The arcade does remain, however, and with one last, best reason. Hardware. Light-gun games, dance mats, digital batting cages, etc are prohibitively expensive for the average person to afford, yet can provide fun and unique experiences. Likewise, they are intuitive enough to be picked up and used without instruction by the casual or incidental gamer, the kind that is not likely to have access to many other distribution options at home (consoles or up-to-date graphics cards).
Sadly, as a distribution medium the arcade is faltering badly, in no small part due to the inefficient economic model behind it. 'Core gamers often go to the arcade looking for the "latest and greatest" in entertainment, but find perhaps one or two first run games, with a smattering of older games they don't wish to play. This would be like a movie-goer wanting to see Die Another Day, but only being able to watch Tomorrow Never Dies because the movie house couldn't afford to buy a new reel of tape from the studios. Game distributers still sell boards to the arcade owners, who in turn try to recoup their investment from the gaming public. This is a very inefficient way of going about making the highest profit, as the distributers feed from the arcade owners, who (in their financially weakened state) attempt to feed upon the customers. But it is the customers who bring money into the system as a whole, and it is they whom both the producers and the providers should be focusing upon.

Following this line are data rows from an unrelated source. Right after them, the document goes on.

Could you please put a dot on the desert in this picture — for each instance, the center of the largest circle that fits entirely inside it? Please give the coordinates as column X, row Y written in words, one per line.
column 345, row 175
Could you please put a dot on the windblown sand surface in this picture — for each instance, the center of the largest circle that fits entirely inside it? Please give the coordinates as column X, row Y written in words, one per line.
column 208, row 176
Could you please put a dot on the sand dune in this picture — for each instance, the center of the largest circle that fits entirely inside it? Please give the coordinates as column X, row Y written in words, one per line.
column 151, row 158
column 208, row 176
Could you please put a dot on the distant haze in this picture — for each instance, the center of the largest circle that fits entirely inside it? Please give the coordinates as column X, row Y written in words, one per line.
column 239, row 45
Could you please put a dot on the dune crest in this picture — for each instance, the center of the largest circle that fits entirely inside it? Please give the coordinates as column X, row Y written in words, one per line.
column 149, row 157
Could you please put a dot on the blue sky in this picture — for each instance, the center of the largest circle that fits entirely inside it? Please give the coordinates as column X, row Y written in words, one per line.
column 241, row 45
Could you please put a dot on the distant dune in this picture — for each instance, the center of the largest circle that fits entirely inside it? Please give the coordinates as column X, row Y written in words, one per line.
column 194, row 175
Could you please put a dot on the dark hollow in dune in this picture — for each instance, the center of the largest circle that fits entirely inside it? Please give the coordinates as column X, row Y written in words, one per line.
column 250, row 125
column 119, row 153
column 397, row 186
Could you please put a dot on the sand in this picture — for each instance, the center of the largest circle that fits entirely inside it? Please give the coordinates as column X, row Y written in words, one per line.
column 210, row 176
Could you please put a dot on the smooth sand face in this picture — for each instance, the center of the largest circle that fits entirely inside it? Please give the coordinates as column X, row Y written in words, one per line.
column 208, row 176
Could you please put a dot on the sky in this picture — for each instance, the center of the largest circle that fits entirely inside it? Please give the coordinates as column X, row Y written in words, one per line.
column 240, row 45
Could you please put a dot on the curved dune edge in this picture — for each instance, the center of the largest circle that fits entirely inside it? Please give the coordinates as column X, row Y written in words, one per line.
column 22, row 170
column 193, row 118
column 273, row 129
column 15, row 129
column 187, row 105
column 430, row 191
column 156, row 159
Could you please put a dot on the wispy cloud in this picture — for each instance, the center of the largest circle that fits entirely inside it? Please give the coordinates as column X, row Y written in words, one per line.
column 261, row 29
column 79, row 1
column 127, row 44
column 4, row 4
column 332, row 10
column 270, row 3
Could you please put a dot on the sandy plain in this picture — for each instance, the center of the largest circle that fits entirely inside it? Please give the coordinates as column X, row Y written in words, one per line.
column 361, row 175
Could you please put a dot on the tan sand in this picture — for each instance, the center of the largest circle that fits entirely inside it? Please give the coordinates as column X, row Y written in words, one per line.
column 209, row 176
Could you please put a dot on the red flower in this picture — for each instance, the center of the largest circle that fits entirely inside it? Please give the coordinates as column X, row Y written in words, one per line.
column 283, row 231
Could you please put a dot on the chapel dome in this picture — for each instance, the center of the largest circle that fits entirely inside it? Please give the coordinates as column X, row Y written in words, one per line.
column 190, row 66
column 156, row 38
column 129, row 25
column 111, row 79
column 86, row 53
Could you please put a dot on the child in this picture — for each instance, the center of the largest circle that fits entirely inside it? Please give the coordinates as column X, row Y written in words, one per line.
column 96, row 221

For example, a Capcom vs. SNK machine may lay dormant in an arcade for most of a day while a Capcom vs. SNK 2 machine can still attract many customers per hour. As the difference between the two machines is largely software, and the software development costs are already sunk, what advantage does it provide Capcom if the arcade continues to provide the older game instead of the newer one? If Capcom were to enter into a profitsharing agreement with the arcade owner, the difference in the amount of quarters taken by the updated game could be split between the two parties to the betterment of all. Such profitsharing agreements are what allows Blockbuster video to have 20 copies of the latest movies available for rent... an arrangement that would have been impossible under the older 100-dollars-per-rental-movie paradigm. They realized that they should be looking for ways to maximize income from the consumer, not the business serving the consumer, and that they were in a unique position do to so because they were in an industry, like videogames, with high sunk costs and low materials costs.
If such an agreement could be struck amongst arcades and gaming companies, the consumer might return to the arcade as a "latest and greatest, premium" model showcase, just like theaters are used for today. Instead of being static, with few games coming in or going out, arcades could be dynamic new adventures for all comers. Instead of being irrelevant, arcades could be focal. Instead of hemmoraging money, arcades and the producers they partner with could return to profitability.
Are arcades dying out? Obviously. Are they an evolutionary dead end? Hardly. The next generation arcade needs to better equip itself to face the realities of business in an entertainment economy. And with such a change the industry could thrive.
We might even see a return of the great arcade culture.